Terrain databases represent the topography of an area with elevation data points called height maps. These height maps represent the terrain w(v) with a set of vertices (v), where w(v) is of the form w(v) = (vx, vy, z(v)) and (vx, vy) are the domain coordinates of the vertex v, and z(v) is the height at v. A common file format, the Digital Elevation Model (DEM) stores the terrain elevations in a rectangular array. The points are taken at regularly spaced horizontal intervals in a Universal Transverse Mercator (UTM) projection or a geographic coordinate system. The grid cells are ordered from south to north and from west to east. Currently, the USGS produces five different types of such files: 7.5-minute DEM, 30-minute DEM, 1-degree DEM, 7.5-minute Alaska DEM, and 15-minute Alaska DEM.

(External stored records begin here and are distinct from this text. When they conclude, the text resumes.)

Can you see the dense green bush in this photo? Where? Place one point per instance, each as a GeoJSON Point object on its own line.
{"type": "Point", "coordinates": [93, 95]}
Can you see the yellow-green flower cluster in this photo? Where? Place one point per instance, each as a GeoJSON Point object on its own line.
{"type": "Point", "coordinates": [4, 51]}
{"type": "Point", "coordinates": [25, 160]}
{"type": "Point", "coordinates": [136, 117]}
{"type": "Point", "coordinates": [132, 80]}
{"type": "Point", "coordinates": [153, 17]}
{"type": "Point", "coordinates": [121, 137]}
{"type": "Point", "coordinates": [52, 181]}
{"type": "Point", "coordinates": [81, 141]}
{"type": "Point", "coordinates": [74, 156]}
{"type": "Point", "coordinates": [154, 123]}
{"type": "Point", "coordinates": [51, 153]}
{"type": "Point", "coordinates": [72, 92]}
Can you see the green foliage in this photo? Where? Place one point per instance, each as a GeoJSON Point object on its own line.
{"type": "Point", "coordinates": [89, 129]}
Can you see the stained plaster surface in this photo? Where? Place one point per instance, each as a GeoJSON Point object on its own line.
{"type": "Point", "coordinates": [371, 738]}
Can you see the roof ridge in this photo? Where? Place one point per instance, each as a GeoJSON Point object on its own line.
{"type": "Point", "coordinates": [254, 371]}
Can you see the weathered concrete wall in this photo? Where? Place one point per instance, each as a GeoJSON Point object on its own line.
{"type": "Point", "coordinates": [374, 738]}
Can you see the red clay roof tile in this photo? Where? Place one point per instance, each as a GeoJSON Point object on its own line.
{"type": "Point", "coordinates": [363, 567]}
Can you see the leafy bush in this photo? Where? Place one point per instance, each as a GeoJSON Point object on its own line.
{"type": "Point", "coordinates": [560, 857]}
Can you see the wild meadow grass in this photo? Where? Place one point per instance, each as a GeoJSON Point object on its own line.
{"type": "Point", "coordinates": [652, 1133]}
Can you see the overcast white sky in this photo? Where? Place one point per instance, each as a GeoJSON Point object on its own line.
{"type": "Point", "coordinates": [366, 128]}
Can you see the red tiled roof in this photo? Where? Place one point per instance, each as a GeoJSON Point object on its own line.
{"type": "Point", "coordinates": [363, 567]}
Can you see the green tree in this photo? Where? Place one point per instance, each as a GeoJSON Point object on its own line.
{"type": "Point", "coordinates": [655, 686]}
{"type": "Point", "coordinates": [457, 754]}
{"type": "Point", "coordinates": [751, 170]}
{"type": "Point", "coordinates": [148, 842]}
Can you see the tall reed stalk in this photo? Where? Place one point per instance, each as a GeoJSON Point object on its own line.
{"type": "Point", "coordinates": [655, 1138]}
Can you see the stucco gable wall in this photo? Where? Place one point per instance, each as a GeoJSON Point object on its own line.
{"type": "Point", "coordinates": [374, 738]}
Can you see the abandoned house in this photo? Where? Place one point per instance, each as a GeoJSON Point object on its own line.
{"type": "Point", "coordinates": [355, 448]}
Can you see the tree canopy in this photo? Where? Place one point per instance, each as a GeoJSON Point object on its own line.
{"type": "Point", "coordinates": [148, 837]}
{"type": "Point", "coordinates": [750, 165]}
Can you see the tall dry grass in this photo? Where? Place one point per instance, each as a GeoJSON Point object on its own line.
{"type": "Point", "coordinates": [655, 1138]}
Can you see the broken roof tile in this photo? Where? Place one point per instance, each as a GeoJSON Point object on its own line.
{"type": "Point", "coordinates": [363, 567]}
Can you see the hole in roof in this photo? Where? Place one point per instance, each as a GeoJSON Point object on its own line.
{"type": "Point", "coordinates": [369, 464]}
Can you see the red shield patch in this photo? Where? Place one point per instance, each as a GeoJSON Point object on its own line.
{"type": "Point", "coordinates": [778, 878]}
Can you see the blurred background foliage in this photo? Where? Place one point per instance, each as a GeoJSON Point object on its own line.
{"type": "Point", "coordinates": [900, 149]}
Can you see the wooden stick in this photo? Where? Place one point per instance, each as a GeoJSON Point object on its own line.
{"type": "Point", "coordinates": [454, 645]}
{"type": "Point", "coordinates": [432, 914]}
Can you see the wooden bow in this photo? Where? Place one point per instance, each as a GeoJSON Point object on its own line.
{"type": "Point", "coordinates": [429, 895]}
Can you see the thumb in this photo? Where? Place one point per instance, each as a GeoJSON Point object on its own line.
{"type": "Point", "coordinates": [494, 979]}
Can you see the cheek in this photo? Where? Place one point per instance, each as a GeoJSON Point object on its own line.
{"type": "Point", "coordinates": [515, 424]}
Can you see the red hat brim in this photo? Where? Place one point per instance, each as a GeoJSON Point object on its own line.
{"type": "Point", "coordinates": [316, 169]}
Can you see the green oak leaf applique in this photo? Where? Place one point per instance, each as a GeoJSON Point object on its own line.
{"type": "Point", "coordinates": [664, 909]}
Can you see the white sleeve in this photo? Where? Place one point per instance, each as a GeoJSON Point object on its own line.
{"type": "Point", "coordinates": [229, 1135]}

Real-time Terrain Rendering

The simplest method to render terrain data is to build a triangle mesh of all the points available, but you'll end up with very poor rendering performance due to the large amount of point to process. Because of this we decided to implement a Level of Detail Algorithm to have just enough data points to render the terrain while at the same time getting an optimal rendering performance. The LOD technique we used in the project was Continuous LOD Using Adaptive Quadtrees by Thatcher Ulrich (2000). The technique uses a quadtree as its data structure. The root represents the whole terrain surface and the four children subdivide the parent into four smaller partitions. Adaptive refinement is obtained by recursively subdividing the original quadrant.

Here is a wire-frame mode snapshot of the algorithm applied to our terrain data with about 114,882 triangles out of 545,916 triangles from the original file. The data being rendered is a 10-meter DEM Quad of the Chattanooga, TN area.

This is the same quad data but in Surface Mode.

Again the same quad data but in Texture Mode.

Further enhancements to Walkabout; a GeoWall 3D Stereo Rendering System

Enhancements: including building shapes, simple collision detection techniques, a simple route detection algorithm, downtown street grid

The demo is available here.

Notes:

    1. The project uses a beta version of OpenInventor, different from the Coin3D Release. The dlls are included on the directory.
    2. Data for collision detection is separated from the data used for visualization. Data for collision detection is loaded at runtime and is not changing with the LOD. This data can be found on the demo directories as *.iv file format : 1_10a.iv, etc. The data for visualization is the only one changing in LOD resolution. I explained this on the report but I wanted to clarify this beforehand.
    3. To test the collision detection techniques: you will have to use the UP/DOWN key along with the mouse left button (for directions). When one presses the UP/DOWN key the height is being computed by testing the terrain.
    4. The buildings weren't positioned at their geographic locations. Even though I found a solution listed on the reference section, and (also Walkabout source code provide some hints), still more work is needed because the terrain is scaled when drawn using the LOD algorithm.
    5. The coordinates for the path algorithm were hard-coded. There's still room for improvement in this area.